İşte Allah'ın, bütün insanları ulaştırmak hedefi budur; İslâm olmak, mutlak bir saadete ulaşmak. 14 asır evvel sahabe bunları yaşıyordu. Ve sualimiz: 

"14 asır sonra bu gün, acaba neden İslâm yaşanmıyor?" 

Kur'an-ı Kerim mi değişti? Asla! Hicr Suresinin 9. âyet-i kerimesinde Allahû Tealâ diyor ki; 

15/HİCR-9: İnnâ nahnu nezzelnez zikre ve innâ lehu le hâfizûn(hâfizûne).
Muhakkak ki zikri (Kur'ân-ı Kerim’i), Biz indirdik. O'nun koruyucuları (da) mutlaka Biziz.


"Bu kitabı Biz indirdik, onun muhafızı Biziz." 

Kur'an-ı Kerim'in bir damlasına bile, bir noktasına bile, bir kelimesine bile, bir harfine bile dokunamayan iblis, yapacağını yapmıştır. Daha evvelki kitapları değiştiren iblis, Kur'an-ı Kerim'i değiştiremeyince, Kur'an-ı Kerim'in aslını değiştiremeyince, tatbikatını değiştirmeyi başarmış. 14 asır sonra, ne yazık ki İslâm'ın tatbikatında artık sahabenin yaşadığı İslâm'ın esaslarına rastlamak mümkün değil. Sadece İslâm'ın 5 tane şartı kalmış geriye.

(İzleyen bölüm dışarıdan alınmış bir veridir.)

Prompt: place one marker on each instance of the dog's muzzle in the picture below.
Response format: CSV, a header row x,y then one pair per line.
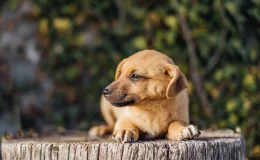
x,y
117,98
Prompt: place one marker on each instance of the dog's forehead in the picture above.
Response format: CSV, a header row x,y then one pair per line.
x,y
146,62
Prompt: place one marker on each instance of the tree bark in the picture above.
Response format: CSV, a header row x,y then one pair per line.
x,y
211,145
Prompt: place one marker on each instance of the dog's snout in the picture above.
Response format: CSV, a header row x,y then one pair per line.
x,y
107,92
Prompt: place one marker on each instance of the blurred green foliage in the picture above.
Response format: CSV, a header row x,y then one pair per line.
x,y
82,39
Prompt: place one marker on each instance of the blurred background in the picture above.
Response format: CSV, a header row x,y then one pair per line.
x,y
57,56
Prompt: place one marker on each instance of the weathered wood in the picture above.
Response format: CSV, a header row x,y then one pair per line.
x,y
219,145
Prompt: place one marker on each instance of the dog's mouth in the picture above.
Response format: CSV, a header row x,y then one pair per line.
x,y
124,103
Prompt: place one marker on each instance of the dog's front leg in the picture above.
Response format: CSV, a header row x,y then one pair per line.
x,y
125,131
177,130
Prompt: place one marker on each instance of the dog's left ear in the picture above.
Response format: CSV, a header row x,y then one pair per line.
x,y
178,80
118,69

İşte Allahû Tealâ'nın verdiği görev, üç tane vücudumuzu birden, onların hepsini muhatap almasına rağmen, 14 asır sonra yalnız fizik vücudumuzun bir takım görevleri kalmış ortada. Mesela, Allahû Tealâ daimi zikri farz kılıyor. Ama fizik vücudumuzun görevleri arasında ona rastlayamıyoruz. Bize öğretilen İslâm ilmihalinde bu yok. Zikrin, daimi zikrin değil, zikrin bile farziyetine dair bir hüküm bulmak mümkün değil.